Abolitionist University Studies|
Fall 2021 not offered
FGSS 311, EDST 399|
This course explores historical materialist theorizations of the practices and future possibilities of the U.S. university as a tool of social reproduction and space of potentially revolutionary thought. In so doing, the readings, assignments, and discussion will be inspired by Stefano Harney and Fred Moten's provocation to reinterpret abolitionism as "not so much the abolition of prisons but the abolition of a society that could have prisons, that could have slavery, that could have the wage, and therefore not abolition as the elimination of anything but abolition as the founding of a new society." Students will consider how conventional renderings of the university in higher education studies, critical university studies, and the popular cultural imaginary are predicated upon an often romanticized and fundamentally limited geographic and historical understanding of the work of colleges and universities. In response, the course cultivates a more capacious conceptualization of the historical and contemporary function of the university as a social form. In taking up abolitionism as both a method and critical analytic, the course will challenge students to imagine the revolutionary possibilities of an abolition university that aligns itself with movements beyond the institution, while reflecting on the particular importance and challenge of enacting such a vision in our current political moment.
||Gen Ed Area Dept:
|Course Format: Seminar||Grading Mode: Graded|
||Fulfills a Major Requirement for: (EDST-MN)(EDST)(FGSS)(SOC)
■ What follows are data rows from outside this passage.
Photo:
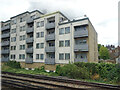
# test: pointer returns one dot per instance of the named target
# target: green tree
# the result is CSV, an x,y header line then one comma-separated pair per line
x,y
104,53
99,45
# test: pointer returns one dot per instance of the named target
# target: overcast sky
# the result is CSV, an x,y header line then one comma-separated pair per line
x,y
102,13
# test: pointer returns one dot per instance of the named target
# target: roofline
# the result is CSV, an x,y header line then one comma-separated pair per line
x,y
25,13
52,14
36,11
5,21
19,14
74,21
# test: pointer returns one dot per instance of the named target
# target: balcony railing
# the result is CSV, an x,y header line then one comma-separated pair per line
x,y
81,60
5,43
81,47
81,33
50,49
5,28
5,35
50,37
29,60
50,25
4,59
29,30
29,50
30,20
5,51
50,61
29,40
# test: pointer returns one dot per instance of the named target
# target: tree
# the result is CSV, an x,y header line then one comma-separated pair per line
x,y
104,53
99,45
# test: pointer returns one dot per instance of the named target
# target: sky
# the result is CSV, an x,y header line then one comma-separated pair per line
x,y
102,13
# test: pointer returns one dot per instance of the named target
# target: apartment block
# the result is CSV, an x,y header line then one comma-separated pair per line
x,y
35,39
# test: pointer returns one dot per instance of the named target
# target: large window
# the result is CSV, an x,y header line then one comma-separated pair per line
x,y
67,43
13,39
41,45
61,43
22,37
42,23
37,56
38,35
13,56
61,31
21,56
61,56
13,30
67,30
41,56
22,47
67,56
42,34
13,47
37,45
22,28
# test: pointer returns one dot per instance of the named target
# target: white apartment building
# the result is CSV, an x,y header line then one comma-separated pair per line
x,y
35,39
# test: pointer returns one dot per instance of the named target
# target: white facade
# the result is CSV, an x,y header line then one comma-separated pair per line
x,y
35,37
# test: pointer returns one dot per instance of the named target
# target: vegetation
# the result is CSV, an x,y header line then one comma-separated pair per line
x,y
95,72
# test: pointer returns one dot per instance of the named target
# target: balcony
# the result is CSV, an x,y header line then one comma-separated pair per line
x,y
50,61
81,47
80,33
4,59
29,60
81,60
50,49
5,28
50,25
29,30
29,50
29,40
5,51
5,43
30,20
5,35
50,37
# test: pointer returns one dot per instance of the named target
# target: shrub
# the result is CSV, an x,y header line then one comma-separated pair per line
x,y
13,64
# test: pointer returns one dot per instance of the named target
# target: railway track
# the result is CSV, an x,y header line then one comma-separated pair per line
x,y
37,82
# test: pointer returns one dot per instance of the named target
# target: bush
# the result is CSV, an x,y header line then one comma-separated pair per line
x,y
13,64
72,71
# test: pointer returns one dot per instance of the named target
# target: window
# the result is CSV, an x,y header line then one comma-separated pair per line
x,y
13,47
37,56
42,34
41,56
13,56
61,31
67,43
37,45
38,24
42,45
38,35
42,23
21,56
13,39
67,30
22,28
13,30
22,47
61,43
14,21
67,56
22,37
61,56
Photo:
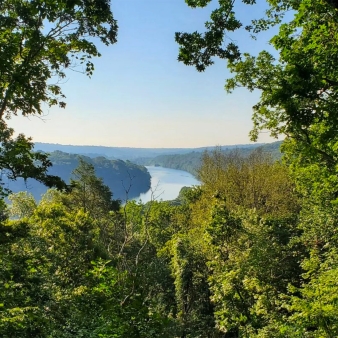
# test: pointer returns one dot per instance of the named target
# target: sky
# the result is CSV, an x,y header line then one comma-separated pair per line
x,y
141,96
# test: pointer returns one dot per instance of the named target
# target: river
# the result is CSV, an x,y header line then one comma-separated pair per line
x,y
166,184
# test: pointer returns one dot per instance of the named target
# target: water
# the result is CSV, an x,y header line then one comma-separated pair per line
x,y
166,184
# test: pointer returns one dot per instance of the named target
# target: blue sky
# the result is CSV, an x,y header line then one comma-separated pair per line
x,y
141,96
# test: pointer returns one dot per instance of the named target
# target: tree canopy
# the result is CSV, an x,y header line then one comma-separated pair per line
x,y
39,42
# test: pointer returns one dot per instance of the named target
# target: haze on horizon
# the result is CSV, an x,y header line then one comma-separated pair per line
x,y
141,96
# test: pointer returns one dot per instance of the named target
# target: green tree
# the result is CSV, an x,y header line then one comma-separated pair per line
x,y
90,193
39,41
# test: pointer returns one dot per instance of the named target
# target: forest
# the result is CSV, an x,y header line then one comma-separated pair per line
x,y
127,180
252,252
192,161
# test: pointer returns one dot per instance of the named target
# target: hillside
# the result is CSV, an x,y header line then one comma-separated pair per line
x,y
125,153
118,175
190,162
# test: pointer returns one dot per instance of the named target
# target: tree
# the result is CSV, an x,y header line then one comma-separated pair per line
x,y
39,41
89,192
299,90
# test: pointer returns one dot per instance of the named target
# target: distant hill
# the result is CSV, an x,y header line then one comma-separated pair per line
x,y
191,161
118,175
125,153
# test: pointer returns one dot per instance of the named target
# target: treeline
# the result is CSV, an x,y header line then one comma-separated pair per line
x,y
246,254
125,179
192,161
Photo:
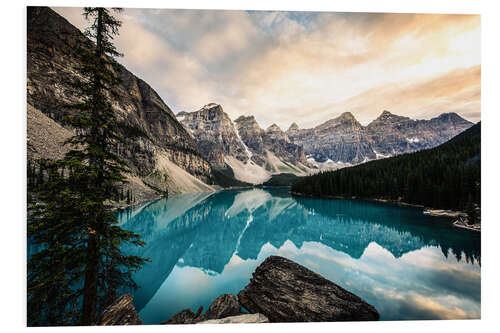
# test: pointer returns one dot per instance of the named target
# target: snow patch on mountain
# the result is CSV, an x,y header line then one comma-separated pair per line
x,y
247,172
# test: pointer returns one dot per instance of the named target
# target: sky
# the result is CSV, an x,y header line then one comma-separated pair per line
x,y
304,67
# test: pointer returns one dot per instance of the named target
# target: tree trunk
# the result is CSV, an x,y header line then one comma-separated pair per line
x,y
90,284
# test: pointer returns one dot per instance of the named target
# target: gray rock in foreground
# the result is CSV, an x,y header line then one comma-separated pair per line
x,y
225,305
285,291
121,312
253,318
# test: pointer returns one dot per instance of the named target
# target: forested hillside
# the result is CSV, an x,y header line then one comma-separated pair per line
x,y
447,176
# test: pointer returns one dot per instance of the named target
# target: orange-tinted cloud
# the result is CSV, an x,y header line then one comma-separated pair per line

Readings- Craig Steven Wilder, EBONY AND IVY; Stefano Harvey and Fred Moten, THE UNDERCOMMONS; Roderick Ferguson, WE DEMAND
|Examinations and Assignments: |
There will be a series of short papers and one longer final paper.
|Additional Requirements and/or Comments: |
This course requires foundational work in American Studies, African American Studies, Feminist, Gender and Sexuality Studies, Sociology or Anthropology regarding the critical conceptualization of power, structures, and identity. In submitting your POI request, please write a short explananation of how you've encountered this type of thinking and scholarship as well as your interest in this course.